Azure CycleCloud Configuration
- Login to the CycleCloud server, create a site and a CycleCloud admin account: CycleCloud Setup
- Create CycleCloud locker that points to the storage account
Azure CycleCloud Cluster Configuration
- Define user access to the clusters Cluster User Management
- Determine which scheduler will be used
- Determine which SKU will be required for the scheduler/head node
- Determine what SKUs will be required for the compute/execute nodes. This will be entirely dependent on the application being run
- Will clusters be deployed using a template or manually?
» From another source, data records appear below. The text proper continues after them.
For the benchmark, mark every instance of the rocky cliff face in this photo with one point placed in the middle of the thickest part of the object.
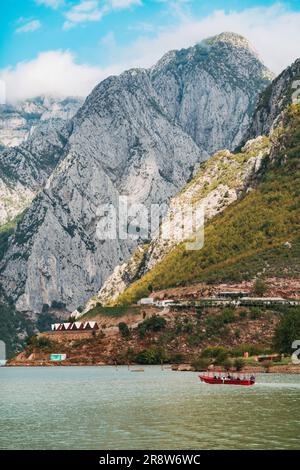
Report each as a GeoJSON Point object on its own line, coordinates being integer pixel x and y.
{"type": "Point", "coordinates": [219, 182]}
{"type": "Point", "coordinates": [25, 169]}
{"type": "Point", "coordinates": [273, 101]}
{"type": "Point", "coordinates": [18, 121]}
{"type": "Point", "coordinates": [43, 126]}
{"type": "Point", "coordinates": [136, 135]}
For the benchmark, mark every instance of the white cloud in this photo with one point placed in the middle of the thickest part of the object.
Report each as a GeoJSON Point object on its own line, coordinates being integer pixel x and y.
{"type": "Point", "coordinates": [50, 3]}
{"type": "Point", "coordinates": [86, 10]}
{"type": "Point", "coordinates": [29, 27]}
{"type": "Point", "coordinates": [120, 4]}
{"type": "Point", "coordinates": [273, 31]}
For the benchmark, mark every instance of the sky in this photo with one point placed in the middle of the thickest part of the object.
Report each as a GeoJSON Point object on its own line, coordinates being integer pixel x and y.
{"type": "Point", "coordinates": [65, 47]}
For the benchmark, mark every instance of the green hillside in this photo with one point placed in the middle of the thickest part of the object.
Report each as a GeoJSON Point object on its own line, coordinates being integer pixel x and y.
{"type": "Point", "coordinates": [251, 235]}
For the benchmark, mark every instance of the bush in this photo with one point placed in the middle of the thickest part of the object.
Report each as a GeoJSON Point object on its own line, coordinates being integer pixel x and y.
{"type": "Point", "coordinates": [124, 330]}
{"type": "Point", "coordinates": [267, 365]}
{"type": "Point", "coordinates": [259, 287]}
{"type": "Point", "coordinates": [252, 349]}
{"type": "Point", "coordinates": [287, 331]}
{"type": "Point", "coordinates": [239, 364]}
{"type": "Point", "coordinates": [255, 313]}
{"type": "Point", "coordinates": [217, 353]}
{"type": "Point", "coordinates": [195, 340]}
{"type": "Point", "coordinates": [201, 363]}
{"type": "Point", "coordinates": [226, 363]}
{"type": "Point", "coordinates": [227, 316]}
{"type": "Point", "coordinates": [176, 358]}
{"type": "Point", "coordinates": [154, 323]}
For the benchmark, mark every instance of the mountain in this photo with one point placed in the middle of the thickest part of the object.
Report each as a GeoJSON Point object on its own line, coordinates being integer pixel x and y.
{"type": "Point", "coordinates": [211, 89]}
{"type": "Point", "coordinates": [17, 121]}
{"type": "Point", "coordinates": [141, 135]}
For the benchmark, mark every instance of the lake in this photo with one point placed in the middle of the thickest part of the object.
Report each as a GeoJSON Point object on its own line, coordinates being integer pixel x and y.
{"type": "Point", "coordinates": [114, 408]}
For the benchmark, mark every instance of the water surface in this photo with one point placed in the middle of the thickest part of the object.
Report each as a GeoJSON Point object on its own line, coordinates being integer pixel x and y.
{"type": "Point", "coordinates": [109, 408]}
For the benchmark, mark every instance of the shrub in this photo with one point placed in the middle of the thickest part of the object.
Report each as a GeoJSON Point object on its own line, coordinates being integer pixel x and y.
{"type": "Point", "coordinates": [239, 364]}
{"type": "Point", "coordinates": [255, 313]}
{"type": "Point", "coordinates": [124, 330]}
{"type": "Point", "coordinates": [151, 356]}
{"type": "Point", "coordinates": [228, 315]}
{"type": "Point", "coordinates": [195, 340]}
{"type": "Point", "coordinates": [218, 353]}
{"type": "Point", "coordinates": [243, 314]}
{"type": "Point", "coordinates": [252, 349]}
{"type": "Point", "coordinates": [201, 363]}
{"type": "Point", "coordinates": [267, 365]}
{"type": "Point", "coordinates": [259, 287]}
{"type": "Point", "coordinates": [176, 358]}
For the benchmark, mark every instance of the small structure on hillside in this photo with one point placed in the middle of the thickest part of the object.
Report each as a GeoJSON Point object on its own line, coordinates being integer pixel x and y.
{"type": "Point", "coordinates": [58, 357]}
{"type": "Point", "coordinates": [232, 294]}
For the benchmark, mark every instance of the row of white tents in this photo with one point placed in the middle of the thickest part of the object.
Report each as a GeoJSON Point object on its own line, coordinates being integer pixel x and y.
{"type": "Point", "coordinates": [75, 326]}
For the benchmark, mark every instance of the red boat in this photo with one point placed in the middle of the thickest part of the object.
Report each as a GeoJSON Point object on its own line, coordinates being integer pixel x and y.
{"type": "Point", "coordinates": [225, 378]}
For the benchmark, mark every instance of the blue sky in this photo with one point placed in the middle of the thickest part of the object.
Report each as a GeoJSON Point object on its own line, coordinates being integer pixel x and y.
{"type": "Point", "coordinates": [93, 38]}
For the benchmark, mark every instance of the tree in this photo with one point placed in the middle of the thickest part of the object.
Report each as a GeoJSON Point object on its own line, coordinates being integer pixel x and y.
{"type": "Point", "coordinates": [239, 364]}
{"type": "Point", "coordinates": [287, 331]}
{"type": "Point", "coordinates": [227, 364]}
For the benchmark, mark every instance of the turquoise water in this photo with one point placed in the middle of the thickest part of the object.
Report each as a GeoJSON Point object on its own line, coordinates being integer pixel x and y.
{"type": "Point", "coordinates": [109, 408]}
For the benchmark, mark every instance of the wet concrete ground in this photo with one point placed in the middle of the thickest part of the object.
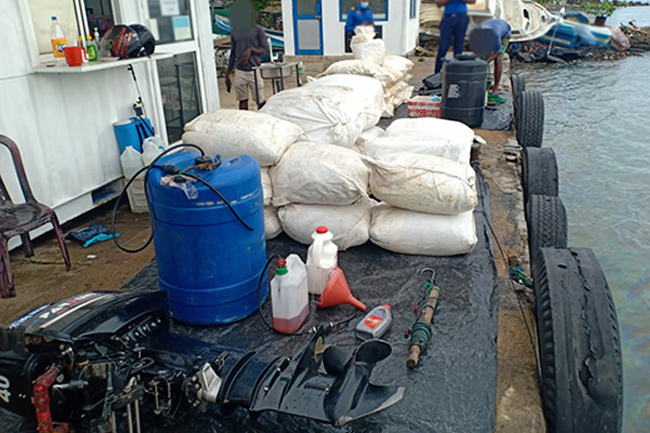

- Cluster templates will need to be defined and uploaded to the locker: Cluster Template Reference
- Manual creation: Create a New Cluster
- Will any scripts need to be run on the scheduler or execute nodes once deployed:
Applications
- What dependencies (libraries, etc) do the applications have? How will these be made available?
- How long does an application take to setup and install? This may determine how an application is made available to the execute nodes and could necessitate a custom image.
- Are there any license dependencies that need to be taken into account? Does the application need to contact an on-premise license server?
- Determine where applications will be executed from, this will be dependent on install times and performance requirements:
- Through a custom image:
- Using a marketplace image
- From an NFS share, blob storage, Azure NetApp Files
- Is there a specific VM SKU which will need to be used for the applications to run on? Will MPI be a requirement as that would necessitate a different family of machines like the H series?
- What will be the optimum number of cores per job for each application?
- Can spot VMs be used? Using Spot VMs in CycleCloud
- Ensure subscription quotas are in place to fulfill the core requirements for the applications
Data
- Determine where in Azure the input data will reside. This will be dependent on the performance of the applications and data size.
- Locally on the execute nodes
- From an NFS share
- In blob storage
- Using Azure NetApp Files
- Determine if there is any post-processing needed on the output data
- Decide where the output data will reside once processing is complete
- Does it need to be copied elsewhere?
- What archive/backup requirements are there?
Job Submission
- How will users submit jobs?
- Will they have a script to run on the scheduler VM or will there be a frontend to help with data upload and job submission?
Backup and Disaster Recovery
- Will templates be used for cluster creation? This will make the recreation of a CycleCloud server a lot quicker and consistent across deployments
- What requirements for Disaster Recovery are there? What would happen to the business if an Azure region wasn’t available as expected?
- Are there any application SLAs defined by the internal business?
- Could another region be used as a standby?
- Are jobs long running? Would checkpointing be beneficial?